Rick Perry's polling well everywhere right now but in Kentucky we find him with his strongest performance yet: he leads with 39% there to 15% for Mitt Romney, 11% for Ron Paul, 10% for Michele Bachmann, 8% for Newt Gingrich, 3% for Herman Cain, and 1% each for Jon Huntsman and Rick Santorum.
Perry's strong Kentucky performance mirrors what we're finding throughout the South right now: he led polls we've already released in Virginia, South Carolina, and Texas and he has wide advantages in West Virginia and North Carolina surveys that we'll put out next week as well. It's early but at this point he appears to be in position for a sweep of the South and if that holds up he's going to be very hard to defeat for the nomination.
Like in most states Romney has the upper hand with moderates in Kentucky, getting 24% to 16% for Bachmann, 15% for Paul, and 14% for Perry. But they're only 14% of the Republican vote in the state and he's getting thumped with conservative voters. Among 'somewhat conservative' voters Romney stays slightly competitive, trailing Perry 40-21. Among voters describing themselves as 'very conservative' though Romney is stuck in a tie for 4th at only 7%, 43 points behind Perry at 50% with Paul at 13% and Bachmann at 11% running ahead of him as well.
We've said repeatedly that Romney doesn't need to win the votes of the far right to win the nomination, he just needs to remain competitive. But in most states now we don't even find him remaining competitive. In Kentucky more voters describing themselves as 'very conservative'- 47%- have a negative opinion of Romney than a positive one- 39%. That's something he's really going to have to get turned around to stunt Perry's momentum.
If Sarah Palin got into the race she wouldn't be much of a factor in Kentucky, getting only 12% with Perry at 34% and Romney at 14%. She would plunge Bachmann all the way down to 6%, but that seems to be the direction Bachmann is headed in right now Palin or no Palin.
Full results here










Paragraph three, line four. You called Romney, "Perry". Thought I'd let you know.
Posted by: dominic | September 07, 2011 at 04:10 PM
Thanks for catching that.
Posted by: Tom Jensen | September 07, 2011 at 04:16 PM
And when you do the head-to-heads with Obama, Romney will do better than Perry.

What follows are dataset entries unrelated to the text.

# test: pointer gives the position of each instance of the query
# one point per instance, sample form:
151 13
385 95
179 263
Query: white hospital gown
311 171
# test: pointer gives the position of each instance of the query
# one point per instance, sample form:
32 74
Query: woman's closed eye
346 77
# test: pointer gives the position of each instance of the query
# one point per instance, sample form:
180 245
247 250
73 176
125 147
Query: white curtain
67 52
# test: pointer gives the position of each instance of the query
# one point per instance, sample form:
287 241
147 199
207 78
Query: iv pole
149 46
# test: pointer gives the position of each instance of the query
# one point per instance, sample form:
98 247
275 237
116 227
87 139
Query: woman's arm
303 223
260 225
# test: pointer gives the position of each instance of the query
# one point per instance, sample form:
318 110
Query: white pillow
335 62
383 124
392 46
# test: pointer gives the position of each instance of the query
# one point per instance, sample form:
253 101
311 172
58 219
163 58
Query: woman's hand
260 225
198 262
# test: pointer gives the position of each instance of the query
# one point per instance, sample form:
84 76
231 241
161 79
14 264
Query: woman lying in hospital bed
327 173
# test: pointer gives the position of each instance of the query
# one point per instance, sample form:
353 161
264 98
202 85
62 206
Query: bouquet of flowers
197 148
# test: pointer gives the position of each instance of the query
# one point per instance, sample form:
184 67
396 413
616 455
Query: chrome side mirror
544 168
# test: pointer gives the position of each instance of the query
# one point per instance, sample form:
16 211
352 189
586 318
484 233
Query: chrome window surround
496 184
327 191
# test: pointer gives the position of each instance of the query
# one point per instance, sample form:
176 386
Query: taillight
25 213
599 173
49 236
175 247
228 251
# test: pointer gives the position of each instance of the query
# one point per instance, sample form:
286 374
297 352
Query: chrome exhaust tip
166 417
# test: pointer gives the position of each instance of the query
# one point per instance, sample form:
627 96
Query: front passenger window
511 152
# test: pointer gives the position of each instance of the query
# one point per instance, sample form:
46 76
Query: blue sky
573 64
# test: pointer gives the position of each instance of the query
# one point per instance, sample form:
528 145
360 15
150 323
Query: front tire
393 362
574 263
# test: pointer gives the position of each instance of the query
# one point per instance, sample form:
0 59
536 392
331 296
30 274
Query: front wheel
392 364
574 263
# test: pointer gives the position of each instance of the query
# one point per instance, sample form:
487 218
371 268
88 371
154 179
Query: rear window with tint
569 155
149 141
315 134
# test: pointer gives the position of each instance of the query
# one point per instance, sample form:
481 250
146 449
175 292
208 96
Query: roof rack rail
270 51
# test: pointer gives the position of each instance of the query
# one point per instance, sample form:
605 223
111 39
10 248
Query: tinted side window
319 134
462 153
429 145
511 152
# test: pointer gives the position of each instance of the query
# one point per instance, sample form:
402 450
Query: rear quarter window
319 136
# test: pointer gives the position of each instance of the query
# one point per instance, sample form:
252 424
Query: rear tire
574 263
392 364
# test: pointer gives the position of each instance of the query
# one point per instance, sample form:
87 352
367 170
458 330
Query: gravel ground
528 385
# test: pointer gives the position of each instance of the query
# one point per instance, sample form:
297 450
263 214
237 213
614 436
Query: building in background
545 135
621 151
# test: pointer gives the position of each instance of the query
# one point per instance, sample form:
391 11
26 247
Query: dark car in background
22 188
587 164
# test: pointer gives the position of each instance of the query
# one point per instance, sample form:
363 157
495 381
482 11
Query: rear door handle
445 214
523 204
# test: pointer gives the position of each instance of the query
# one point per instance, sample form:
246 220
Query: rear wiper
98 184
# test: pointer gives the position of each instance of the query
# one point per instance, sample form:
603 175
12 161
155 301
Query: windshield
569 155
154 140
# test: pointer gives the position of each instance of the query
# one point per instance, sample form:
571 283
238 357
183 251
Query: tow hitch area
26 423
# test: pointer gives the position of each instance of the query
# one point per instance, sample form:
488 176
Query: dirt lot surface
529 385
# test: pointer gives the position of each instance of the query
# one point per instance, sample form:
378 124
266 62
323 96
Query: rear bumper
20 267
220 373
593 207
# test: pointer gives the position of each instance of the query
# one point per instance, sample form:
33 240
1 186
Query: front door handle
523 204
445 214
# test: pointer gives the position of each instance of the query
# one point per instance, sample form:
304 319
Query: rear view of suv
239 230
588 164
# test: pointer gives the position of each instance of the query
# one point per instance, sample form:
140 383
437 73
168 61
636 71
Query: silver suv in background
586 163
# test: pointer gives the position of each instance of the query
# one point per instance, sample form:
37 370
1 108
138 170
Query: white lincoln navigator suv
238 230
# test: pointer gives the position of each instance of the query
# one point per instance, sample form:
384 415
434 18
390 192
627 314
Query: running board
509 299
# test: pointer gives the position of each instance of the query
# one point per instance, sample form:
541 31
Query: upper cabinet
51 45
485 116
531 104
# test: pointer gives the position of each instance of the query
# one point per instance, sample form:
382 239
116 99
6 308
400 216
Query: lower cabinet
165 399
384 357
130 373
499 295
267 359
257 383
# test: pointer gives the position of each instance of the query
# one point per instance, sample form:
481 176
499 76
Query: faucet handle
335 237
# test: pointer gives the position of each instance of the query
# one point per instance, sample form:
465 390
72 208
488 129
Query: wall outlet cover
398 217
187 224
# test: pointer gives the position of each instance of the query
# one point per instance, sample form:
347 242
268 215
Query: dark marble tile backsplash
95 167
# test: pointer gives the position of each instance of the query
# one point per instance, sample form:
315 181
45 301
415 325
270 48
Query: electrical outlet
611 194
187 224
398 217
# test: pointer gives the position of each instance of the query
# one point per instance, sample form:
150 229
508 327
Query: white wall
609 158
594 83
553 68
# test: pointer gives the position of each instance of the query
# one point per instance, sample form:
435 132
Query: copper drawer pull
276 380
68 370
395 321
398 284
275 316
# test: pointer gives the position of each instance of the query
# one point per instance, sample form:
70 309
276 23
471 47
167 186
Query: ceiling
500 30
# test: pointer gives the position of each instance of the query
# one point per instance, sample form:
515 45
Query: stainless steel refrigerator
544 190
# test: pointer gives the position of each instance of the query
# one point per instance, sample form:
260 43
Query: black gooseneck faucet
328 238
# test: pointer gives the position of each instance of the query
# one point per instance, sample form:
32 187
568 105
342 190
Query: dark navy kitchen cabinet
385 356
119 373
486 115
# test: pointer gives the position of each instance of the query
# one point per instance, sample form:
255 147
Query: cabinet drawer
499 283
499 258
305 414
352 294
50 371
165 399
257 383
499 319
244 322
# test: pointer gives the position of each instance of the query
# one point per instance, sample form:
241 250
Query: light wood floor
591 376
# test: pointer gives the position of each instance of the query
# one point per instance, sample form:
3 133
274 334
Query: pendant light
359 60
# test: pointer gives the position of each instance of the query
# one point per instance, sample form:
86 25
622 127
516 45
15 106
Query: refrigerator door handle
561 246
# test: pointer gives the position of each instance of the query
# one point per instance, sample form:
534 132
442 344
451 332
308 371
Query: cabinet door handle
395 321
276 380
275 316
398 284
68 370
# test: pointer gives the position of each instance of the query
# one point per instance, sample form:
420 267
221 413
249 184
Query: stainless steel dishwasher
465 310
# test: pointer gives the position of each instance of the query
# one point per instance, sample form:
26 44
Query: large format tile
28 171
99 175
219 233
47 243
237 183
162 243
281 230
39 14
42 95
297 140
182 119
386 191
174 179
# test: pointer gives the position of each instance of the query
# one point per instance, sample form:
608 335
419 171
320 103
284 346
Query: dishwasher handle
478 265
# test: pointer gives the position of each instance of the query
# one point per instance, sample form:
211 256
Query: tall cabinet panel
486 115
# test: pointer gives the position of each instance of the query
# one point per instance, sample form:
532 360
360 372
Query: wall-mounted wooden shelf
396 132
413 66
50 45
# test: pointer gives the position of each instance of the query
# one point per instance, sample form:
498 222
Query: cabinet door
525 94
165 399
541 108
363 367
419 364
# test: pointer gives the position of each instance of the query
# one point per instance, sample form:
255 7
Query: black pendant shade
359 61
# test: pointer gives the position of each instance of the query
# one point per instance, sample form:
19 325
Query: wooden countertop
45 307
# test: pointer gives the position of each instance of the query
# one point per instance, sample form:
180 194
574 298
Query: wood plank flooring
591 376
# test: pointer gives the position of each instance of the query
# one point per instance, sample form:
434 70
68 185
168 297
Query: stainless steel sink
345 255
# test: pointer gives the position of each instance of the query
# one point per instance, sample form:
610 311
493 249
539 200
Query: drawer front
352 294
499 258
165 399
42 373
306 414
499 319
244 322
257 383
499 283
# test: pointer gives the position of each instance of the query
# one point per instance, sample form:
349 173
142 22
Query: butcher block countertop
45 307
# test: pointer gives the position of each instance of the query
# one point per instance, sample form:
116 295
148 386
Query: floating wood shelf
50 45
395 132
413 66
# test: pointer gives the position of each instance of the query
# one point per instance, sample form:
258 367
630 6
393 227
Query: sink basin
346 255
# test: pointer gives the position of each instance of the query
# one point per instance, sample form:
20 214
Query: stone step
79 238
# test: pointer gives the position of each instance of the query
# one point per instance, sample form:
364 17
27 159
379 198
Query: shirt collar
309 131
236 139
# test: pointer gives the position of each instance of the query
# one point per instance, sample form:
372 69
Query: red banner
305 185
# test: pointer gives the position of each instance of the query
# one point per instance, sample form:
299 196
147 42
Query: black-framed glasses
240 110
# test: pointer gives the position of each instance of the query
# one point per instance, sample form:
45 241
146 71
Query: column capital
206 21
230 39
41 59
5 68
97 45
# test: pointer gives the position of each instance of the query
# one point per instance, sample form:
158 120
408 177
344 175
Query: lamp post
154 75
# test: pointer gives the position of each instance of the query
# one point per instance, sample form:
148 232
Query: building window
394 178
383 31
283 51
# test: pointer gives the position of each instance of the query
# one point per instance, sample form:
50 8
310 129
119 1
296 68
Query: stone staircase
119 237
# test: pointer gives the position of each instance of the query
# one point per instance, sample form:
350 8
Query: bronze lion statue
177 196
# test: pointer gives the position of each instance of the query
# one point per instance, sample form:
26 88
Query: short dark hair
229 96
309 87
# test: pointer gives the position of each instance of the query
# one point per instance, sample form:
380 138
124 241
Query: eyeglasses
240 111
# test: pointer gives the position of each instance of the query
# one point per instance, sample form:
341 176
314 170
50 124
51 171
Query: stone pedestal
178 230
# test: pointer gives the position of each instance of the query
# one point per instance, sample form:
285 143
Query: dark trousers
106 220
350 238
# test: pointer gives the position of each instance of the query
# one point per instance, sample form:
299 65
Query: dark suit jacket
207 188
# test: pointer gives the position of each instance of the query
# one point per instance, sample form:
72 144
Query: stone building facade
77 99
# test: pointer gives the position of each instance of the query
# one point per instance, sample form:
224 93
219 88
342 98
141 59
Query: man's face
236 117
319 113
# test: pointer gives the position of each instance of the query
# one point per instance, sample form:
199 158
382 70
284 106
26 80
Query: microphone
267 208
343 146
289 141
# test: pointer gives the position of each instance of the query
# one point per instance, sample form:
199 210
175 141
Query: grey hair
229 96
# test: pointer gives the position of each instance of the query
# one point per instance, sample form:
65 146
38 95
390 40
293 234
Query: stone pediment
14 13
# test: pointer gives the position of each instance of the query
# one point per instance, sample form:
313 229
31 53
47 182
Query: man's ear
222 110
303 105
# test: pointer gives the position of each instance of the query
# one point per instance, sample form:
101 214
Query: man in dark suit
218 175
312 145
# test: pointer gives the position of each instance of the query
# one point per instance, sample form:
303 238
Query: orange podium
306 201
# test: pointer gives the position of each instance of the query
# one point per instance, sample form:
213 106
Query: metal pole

When will Republicans WAKE UP?
Posted by: Bosman | September 07, 2011 at 04:38 PM
Romney has always had very shallow support but the media was not paying attention to that. It's now so obvious. Romney has a serious credibility problem with the conservative base. He's a RINO. GOP will not settle for McCain 2.0 in 2012.
Oh and wait till Perry and other GOP candidates do a number on Romney with respect to Romneycare. Romneycare ads in the South and elsewhere will sink Romney. Like Hillary's vote for the Iraq war.
Posted by: Mike | September 07, 2011 at 04:53 PM
Bosman, we already released the general-election numbers in KY last week, and Perry only did one point worse than Romney--his closest challenge to Romney's electability argument yet.
Posted by: Dustin Ingalls | September 07, 2011 at 05:33 PM
Rick Perry's real general election electability problems are going to build as people find out more about him. The guy is relentlessly attacking Social Security. I just don't see how that's going to fly with the non-crazy demographic in this country. Perry has gone full teabag. Can you really come back from that to appeal to a mainstream audience?
Posted by: I Am Iron Man | September 08, 2011 at 12:05 PM
Dustin,
I'm talking all the states polled. Florida, MI, PA, NH,TEXAS, etc.
BTW, If you do Florida, after last night's debate, Perry is TOAST there.